By Jared Newman | Thursday, October 7, 2010 at 8:09 am
Streaming is not just a delivery method for media, it’s a business model, but I don’t think OnLive realizes that.
Earlier this week, OnLive announced that it dropped subscription fees from its cloud gaming service, which handles all the intensive processing of modern video games on its own servers and sends back compressed video that runs on pretty much any computer. OnLive launched in June and was already giving away free 12-month subscriptions, normally $5 per month, as an introductory offer.
By dropping subscriptions, OnLive can bring in curious users without demanding credit card information. With free membership, people can still play game demos and eavesdrop on other gaming sessions. Rentals are available in three- and five-day increments, but if players want full access, prices are on par with retail, and guaranteed to run for at least three years. That’s where the offer gets icky.
When I say that streaming is a business model, I’m referring to video services like Netflix and Hulu Plus, and music services like MOG, Rdio and Napster. Users pay a monthly subscription that is far less than the price of content on its own. They give up the idea of ownership, but in return they get a lot more content.
That’s how OnLive should work. Because the games are delivered instantly, OnLive has the potential to offer players a video game smorgasbord, where they could hop back and forth between games as they please. Instead, OnLive’s main luxury is that you don’t need a muscular PC to run modern games. In exchange, you deal with slight input lag and the uneasy feeling that the game for which you paid full price might not be available to you in a few years.
I realize that innovative new business models might be beyond OnLive’s control. As with any form of media, the content owners — in this case game publishers — call the shots, and I’m guessing they don’t want to see their revenue boiled down to a flat, monthly rate.

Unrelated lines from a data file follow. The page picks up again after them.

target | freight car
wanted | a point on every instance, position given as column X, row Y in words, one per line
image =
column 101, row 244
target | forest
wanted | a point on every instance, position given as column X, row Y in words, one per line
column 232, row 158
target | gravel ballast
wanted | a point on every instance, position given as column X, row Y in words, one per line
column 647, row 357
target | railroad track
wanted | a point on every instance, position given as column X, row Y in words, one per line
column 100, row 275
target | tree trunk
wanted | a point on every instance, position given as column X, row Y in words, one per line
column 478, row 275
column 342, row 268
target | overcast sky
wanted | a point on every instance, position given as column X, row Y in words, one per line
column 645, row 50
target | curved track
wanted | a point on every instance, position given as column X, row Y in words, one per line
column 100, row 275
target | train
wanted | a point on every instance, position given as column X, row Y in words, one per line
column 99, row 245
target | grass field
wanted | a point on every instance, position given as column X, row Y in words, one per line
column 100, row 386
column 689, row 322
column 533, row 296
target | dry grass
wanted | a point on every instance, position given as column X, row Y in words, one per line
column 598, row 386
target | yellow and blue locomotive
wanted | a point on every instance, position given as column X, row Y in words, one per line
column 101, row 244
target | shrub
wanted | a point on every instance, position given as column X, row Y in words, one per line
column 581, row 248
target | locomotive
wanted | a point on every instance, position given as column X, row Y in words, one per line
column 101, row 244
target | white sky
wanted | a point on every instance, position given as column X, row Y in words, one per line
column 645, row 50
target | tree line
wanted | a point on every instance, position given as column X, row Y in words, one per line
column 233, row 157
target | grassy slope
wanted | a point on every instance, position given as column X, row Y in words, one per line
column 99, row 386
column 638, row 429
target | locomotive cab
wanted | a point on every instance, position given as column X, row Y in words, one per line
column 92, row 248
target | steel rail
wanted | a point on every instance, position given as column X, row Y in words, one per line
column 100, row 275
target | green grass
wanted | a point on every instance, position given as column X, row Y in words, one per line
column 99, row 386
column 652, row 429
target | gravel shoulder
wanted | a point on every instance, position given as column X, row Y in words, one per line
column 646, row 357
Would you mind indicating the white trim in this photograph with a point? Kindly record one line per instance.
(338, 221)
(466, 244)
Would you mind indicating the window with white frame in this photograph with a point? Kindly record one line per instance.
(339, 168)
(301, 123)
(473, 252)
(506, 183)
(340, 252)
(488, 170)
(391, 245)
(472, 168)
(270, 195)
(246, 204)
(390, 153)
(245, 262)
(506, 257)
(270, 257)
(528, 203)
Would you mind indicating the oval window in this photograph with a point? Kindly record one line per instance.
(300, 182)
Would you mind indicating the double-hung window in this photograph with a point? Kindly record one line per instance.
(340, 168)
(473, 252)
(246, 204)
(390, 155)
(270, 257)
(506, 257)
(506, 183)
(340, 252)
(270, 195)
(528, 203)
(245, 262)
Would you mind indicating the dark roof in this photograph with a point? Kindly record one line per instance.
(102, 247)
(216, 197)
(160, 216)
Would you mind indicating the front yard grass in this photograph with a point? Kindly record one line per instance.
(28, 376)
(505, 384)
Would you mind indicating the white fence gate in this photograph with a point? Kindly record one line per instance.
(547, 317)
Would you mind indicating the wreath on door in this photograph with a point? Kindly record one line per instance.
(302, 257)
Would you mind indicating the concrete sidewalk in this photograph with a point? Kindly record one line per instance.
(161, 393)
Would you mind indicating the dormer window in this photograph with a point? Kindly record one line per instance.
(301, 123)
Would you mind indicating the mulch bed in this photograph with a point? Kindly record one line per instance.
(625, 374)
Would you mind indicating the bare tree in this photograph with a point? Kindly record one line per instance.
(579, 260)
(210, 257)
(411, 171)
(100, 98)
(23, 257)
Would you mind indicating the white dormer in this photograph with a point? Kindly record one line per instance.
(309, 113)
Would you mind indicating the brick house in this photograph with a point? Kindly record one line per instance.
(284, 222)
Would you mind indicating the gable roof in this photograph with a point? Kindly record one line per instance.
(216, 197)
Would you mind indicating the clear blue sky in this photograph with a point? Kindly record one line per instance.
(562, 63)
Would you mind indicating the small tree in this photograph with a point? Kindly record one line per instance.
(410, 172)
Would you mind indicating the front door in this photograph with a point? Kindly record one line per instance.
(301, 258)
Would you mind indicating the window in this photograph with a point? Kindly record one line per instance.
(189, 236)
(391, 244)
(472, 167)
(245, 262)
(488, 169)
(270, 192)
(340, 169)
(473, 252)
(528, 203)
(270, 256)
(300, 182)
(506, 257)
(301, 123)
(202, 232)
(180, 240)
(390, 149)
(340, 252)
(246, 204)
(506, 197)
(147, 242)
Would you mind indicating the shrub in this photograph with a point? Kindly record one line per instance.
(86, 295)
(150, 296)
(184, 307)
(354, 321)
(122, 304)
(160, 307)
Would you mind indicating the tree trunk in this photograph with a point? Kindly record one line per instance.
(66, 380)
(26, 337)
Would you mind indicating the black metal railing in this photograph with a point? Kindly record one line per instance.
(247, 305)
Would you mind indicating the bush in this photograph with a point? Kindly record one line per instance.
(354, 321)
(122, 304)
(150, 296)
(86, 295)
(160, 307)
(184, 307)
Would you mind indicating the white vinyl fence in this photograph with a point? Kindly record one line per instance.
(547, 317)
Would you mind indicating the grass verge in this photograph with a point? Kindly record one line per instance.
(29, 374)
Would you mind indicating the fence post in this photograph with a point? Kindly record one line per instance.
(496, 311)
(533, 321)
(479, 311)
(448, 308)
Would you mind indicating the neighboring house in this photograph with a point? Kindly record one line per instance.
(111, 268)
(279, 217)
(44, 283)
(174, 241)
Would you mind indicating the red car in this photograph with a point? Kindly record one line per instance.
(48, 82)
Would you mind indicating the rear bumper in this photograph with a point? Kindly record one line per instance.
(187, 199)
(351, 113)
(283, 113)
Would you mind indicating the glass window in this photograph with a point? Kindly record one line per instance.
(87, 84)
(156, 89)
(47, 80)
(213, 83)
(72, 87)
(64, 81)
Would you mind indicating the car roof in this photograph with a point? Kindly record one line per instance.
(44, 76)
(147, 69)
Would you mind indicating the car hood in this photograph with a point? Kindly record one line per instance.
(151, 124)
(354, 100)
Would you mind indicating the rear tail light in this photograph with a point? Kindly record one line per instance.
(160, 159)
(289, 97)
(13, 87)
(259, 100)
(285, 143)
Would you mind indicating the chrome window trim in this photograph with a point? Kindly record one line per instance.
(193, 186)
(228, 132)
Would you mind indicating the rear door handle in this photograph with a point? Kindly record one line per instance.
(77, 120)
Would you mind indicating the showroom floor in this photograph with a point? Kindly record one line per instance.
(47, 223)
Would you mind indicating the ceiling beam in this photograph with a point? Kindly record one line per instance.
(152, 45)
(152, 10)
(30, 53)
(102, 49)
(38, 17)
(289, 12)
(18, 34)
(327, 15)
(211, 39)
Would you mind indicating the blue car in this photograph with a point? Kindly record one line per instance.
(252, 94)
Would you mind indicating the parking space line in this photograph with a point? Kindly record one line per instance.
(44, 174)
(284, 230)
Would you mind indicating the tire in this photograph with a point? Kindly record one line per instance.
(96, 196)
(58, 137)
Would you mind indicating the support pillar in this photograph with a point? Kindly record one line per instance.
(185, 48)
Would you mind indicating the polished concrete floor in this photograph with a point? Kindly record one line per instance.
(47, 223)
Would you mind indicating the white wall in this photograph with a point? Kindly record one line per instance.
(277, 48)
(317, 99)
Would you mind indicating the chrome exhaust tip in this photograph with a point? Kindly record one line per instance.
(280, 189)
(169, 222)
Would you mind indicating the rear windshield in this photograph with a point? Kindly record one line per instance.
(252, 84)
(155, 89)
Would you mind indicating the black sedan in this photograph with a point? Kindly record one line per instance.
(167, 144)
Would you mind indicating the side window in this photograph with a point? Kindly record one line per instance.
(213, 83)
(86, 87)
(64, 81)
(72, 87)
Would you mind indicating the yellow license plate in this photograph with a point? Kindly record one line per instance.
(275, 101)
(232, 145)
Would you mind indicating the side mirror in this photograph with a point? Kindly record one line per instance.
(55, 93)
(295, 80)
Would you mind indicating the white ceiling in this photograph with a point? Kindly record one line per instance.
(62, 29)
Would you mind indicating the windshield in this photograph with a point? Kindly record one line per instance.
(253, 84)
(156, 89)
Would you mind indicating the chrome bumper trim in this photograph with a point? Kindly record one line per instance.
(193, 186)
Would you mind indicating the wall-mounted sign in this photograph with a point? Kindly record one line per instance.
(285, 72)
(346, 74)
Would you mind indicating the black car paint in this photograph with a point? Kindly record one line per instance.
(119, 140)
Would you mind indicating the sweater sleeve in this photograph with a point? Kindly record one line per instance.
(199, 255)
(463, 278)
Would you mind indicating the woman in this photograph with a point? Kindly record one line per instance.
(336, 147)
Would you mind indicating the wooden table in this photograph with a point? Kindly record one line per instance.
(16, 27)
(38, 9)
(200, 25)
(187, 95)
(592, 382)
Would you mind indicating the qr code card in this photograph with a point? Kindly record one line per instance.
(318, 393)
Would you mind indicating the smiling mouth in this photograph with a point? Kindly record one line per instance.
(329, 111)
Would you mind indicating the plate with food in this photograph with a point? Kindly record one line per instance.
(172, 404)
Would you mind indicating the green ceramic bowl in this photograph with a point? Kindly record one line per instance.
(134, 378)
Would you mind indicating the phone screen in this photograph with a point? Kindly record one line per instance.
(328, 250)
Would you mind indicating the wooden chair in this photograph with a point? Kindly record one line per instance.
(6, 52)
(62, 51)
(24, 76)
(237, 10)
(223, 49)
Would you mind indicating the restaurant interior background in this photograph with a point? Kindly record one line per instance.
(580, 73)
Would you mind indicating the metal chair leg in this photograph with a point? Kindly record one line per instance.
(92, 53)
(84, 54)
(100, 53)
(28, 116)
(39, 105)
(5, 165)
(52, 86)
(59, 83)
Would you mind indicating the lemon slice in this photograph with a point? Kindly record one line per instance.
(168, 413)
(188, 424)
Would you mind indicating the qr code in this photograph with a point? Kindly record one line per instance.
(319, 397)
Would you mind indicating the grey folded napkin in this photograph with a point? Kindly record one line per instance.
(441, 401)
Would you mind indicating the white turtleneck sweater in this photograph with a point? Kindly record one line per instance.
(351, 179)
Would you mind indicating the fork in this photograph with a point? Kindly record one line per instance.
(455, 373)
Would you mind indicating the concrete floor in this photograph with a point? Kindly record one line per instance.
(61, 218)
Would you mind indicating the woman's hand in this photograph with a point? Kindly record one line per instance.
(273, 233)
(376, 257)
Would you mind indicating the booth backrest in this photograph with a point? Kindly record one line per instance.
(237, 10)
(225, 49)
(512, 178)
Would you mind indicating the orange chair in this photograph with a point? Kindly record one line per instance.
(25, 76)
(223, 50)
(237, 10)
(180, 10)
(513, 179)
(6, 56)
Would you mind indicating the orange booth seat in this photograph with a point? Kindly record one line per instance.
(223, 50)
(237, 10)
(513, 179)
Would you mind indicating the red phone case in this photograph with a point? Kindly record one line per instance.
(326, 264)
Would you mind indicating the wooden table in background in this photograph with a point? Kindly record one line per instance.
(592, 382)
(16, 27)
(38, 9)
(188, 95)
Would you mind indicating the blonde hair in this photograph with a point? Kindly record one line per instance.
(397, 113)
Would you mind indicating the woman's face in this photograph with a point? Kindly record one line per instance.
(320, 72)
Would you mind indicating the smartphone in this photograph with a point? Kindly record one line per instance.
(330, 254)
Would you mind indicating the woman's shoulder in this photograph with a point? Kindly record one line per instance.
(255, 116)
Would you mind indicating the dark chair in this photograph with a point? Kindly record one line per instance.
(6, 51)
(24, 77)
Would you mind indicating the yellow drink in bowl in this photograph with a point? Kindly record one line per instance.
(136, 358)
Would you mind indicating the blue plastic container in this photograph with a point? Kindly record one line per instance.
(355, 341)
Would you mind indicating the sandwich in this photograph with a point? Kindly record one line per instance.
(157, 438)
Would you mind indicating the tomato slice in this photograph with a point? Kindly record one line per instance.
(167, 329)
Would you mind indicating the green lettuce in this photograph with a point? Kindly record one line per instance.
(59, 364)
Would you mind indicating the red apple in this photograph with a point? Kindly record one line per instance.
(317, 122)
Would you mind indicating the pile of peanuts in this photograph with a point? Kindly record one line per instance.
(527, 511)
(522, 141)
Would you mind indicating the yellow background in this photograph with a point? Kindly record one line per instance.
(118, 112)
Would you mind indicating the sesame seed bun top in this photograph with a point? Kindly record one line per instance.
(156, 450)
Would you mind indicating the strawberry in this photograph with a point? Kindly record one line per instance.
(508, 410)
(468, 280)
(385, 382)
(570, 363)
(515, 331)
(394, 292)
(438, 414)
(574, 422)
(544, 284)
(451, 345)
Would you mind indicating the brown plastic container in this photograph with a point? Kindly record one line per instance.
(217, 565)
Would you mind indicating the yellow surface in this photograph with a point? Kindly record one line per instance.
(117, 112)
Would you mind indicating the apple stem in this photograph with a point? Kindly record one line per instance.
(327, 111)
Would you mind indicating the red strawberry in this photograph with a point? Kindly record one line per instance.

Like movies, video games are an industry of blockbusters, and you don’t see movie studios offering their latest hits on Netflix Instant Watch, either.
I just wish there was some way OnLive could be a little more disruptive with its business model, not just its technology, because paying ownership prices for streaming content seems like a dead end.
October 7th, 2010 at 6:04 pm
THe publishers would shoot them down in a minute
October 7th, 2010 at 9:45 pm
Except that the dying publishing industry will soon call no shots.. Onlive and Netflix will make publishers obsolete in the way the net makes newspapers oboslete and search will sooner or later make ads obsolete (search doesn't actually need ads to run but i undermines adfertising one way or another.)
Onlive only needs consolidate offer movies music and gaming for a single subscription, it can then also offer pc services. This type of consolidation is actually good because it undermines the kind of sponsorship driven communication that amounts to censorhip and loss of meaningful citizenship.
October 8th, 2010 at 2:38 pm
I'd love to see such a disruptive approach where consumers have more flexibility in what their gaming dollar gets them. Its extremely frustrating to blow $60 on a game only to find out that its no fun to play after the fact. I would have loved to see Google really get behind the Nexus One and bring phone first, carrier second choice to consumers. Unfortunately, it wasn't in the cards.
October 30th, 2010 at 1:31 pm
If onlive doesn't offer a flat rate subscription, then their only pitch is you don't need a good computer. Selling a service to people who don't have any money isn't a good strategy.